These are all interesting questions. Let me see what I can answer for you …
First, I want to correct what appears to be a misconception. You say,
I’d prefer to not have all of my work out on the public domain.
Public domain is a legal concept, one you specifically have to opt into. Simply posting something publicly doesn’t put that content into the “public domain” as a legal concept. If you’re meaning “public domain” as in “anyone on the Internet can see it”, that’s something different. We typically just call that “public”.
Did you know that GitHub offers private repositories as well?

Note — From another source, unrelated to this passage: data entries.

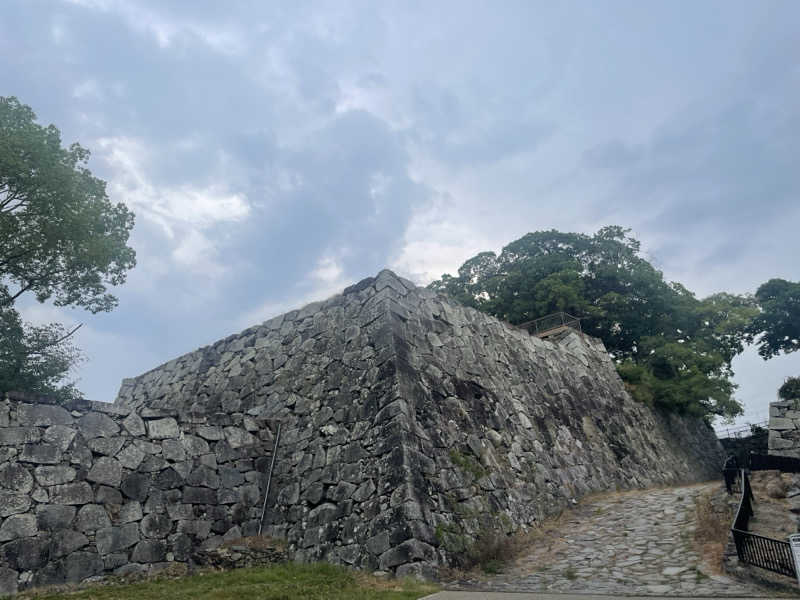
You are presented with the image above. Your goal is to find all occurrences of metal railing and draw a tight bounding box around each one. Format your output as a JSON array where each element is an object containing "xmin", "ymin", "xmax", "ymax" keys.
[
  {"xmin": 726, "ymin": 469, "xmax": 796, "ymax": 577},
  {"xmin": 714, "ymin": 421, "xmax": 769, "ymax": 439},
  {"xmin": 748, "ymin": 454, "xmax": 800, "ymax": 473},
  {"xmin": 517, "ymin": 312, "xmax": 583, "ymax": 337}
]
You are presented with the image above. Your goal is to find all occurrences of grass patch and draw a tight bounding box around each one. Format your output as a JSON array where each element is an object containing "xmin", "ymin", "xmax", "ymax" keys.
[
  {"xmin": 17, "ymin": 563, "xmax": 438, "ymax": 600},
  {"xmin": 450, "ymin": 448, "xmax": 486, "ymax": 479}
]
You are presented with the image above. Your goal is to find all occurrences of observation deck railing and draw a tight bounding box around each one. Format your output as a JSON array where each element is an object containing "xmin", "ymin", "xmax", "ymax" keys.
[{"xmin": 517, "ymin": 312, "xmax": 583, "ymax": 338}]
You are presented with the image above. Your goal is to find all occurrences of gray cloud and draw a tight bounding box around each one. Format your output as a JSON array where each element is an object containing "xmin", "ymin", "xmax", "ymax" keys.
[{"xmin": 0, "ymin": 0, "xmax": 800, "ymax": 422}]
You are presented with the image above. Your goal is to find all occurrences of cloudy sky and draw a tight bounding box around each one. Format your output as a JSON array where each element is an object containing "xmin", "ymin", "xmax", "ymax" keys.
[{"xmin": 0, "ymin": 0, "xmax": 800, "ymax": 428}]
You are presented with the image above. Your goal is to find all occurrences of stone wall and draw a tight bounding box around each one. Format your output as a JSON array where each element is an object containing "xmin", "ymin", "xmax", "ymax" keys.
[
  {"xmin": 0, "ymin": 271, "xmax": 723, "ymax": 584},
  {"xmin": 769, "ymin": 400, "xmax": 800, "ymax": 458},
  {"xmin": 0, "ymin": 394, "xmax": 272, "ymax": 594}
]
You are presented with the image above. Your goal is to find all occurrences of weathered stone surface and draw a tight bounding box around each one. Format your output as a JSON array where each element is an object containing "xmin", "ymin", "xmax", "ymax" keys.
[
  {"xmin": 147, "ymin": 417, "xmax": 181, "ymax": 440},
  {"xmin": 78, "ymin": 412, "xmax": 119, "ymax": 440},
  {"xmin": 0, "ymin": 513, "xmax": 38, "ymax": 542},
  {"xmin": 50, "ymin": 529, "xmax": 89, "ymax": 560},
  {"xmin": 94, "ymin": 485, "xmax": 123, "ymax": 506},
  {"xmin": 0, "ymin": 536, "xmax": 50, "ymax": 571},
  {"xmin": 140, "ymin": 513, "xmax": 172, "ymax": 538},
  {"xmin": 0, "ymin": 463, "xmax": 33, "ymax": 494},
  {"xmin": 95, "ymin": 523, "xmax": 139, "ymax": 556},
  {"xmin": 19, "ymin": 442, "xmax": 61, "ymax": 465},
  {"xmin": 74, "ymin": 504, "xmax": 111, "ymax": 533},
  {"xmin": 33, "ymin": 465, "xmax": 76, "ymax": 486},
  {"xmin": 120, "ymin": 473, "xmax": 152, "ymax": 502},
  {"xmin": 183, "ymin": 485, "xmax": 217, "ymax": 504},
  {"xmin": 0, "ymin": 427, "xmax": 42, "ymax": 446},
  {"xmin": 0, "ymin": 567, "xmax": 19, "ymax": 596},
  {"xmin": 122, "ymin": 413, "xmax": 147, "ymax": 437},
  {"xmin": 88, "ymin": 437, "xmax": 125, "ymax": 456},
  {"xmin": 181, "ymin": 435, "xmax": 208, "ymax": 456},
  {"xmin": 17, "ymin": 404, "xmax": 73, "ymax": 427},
  {"xmin": 161, "ymin": 440, "xmax": 186, "ymax": 462},
  {"xmin": 63, "ymin": 552, "xmax": 103, "ymax": 583},
  {"xmin": 36, "ymin": 504, "xmax": 77, "ymax": 531},
  {"xmin": 131, "ymin": 540, "xmax": 167, "ymax": 563},
  {"xmin": 86, "ymin": 456, "xmax": 122, "ymax": 487},
  {"xmin": 116, "ymin": 444, "xmax": 145, "ymax": 470},
  {"xmin": 49, "ymin": 481, "xmax": 94, "ymax": 504}
]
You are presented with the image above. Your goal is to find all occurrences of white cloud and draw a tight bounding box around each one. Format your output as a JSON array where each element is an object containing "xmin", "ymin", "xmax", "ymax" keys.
[
  {"xmin": 96, "ymin": 137, "xmax": 251, "ymax": 275},
  {"xmin": 236, "ymin": 250, "xmax": 352, "ymax": 328}
]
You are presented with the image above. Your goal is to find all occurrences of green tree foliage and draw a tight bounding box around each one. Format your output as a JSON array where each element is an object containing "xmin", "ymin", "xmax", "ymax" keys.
[
  {"xmin": 778, "ymin": 377, "xmax": 800, "ymax": 400},
  {"xmin": 749, "ymin": 279, "xmax": 800, "ymax": 360},
  {"xmin": 430, "ymin": 226, "xmax": 757, "ymax": 418},
  {"xmin": 0, "ymin": 97, "xmax": 136, "ymax": 396}
]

As far as access rights go …
With GitHub, access is typically controlled mostly at the repository level. People would have the ability to read, write, or administrate a repository. But even if they only have the ability to read the repository, they can typically submit a Pull Request … which is a request for you to pull their changes into your repository. So they wouldn’t have access to do anything unless you (or your designees) approved it.
There are multiple security configurations that are designed to enable certain workflows. If you can give more details about the kind of workflow you’re envisioning, perhaps I can point to some more specific documentation.
And finally, just because someone has access to a repository, doesn’t mean that they’ll be able to change everything on the server. You control what gets checked into the repository. Maybe you only put certain directories into various Git repositories that are available via GitHub. It’s really a pretty flexible system.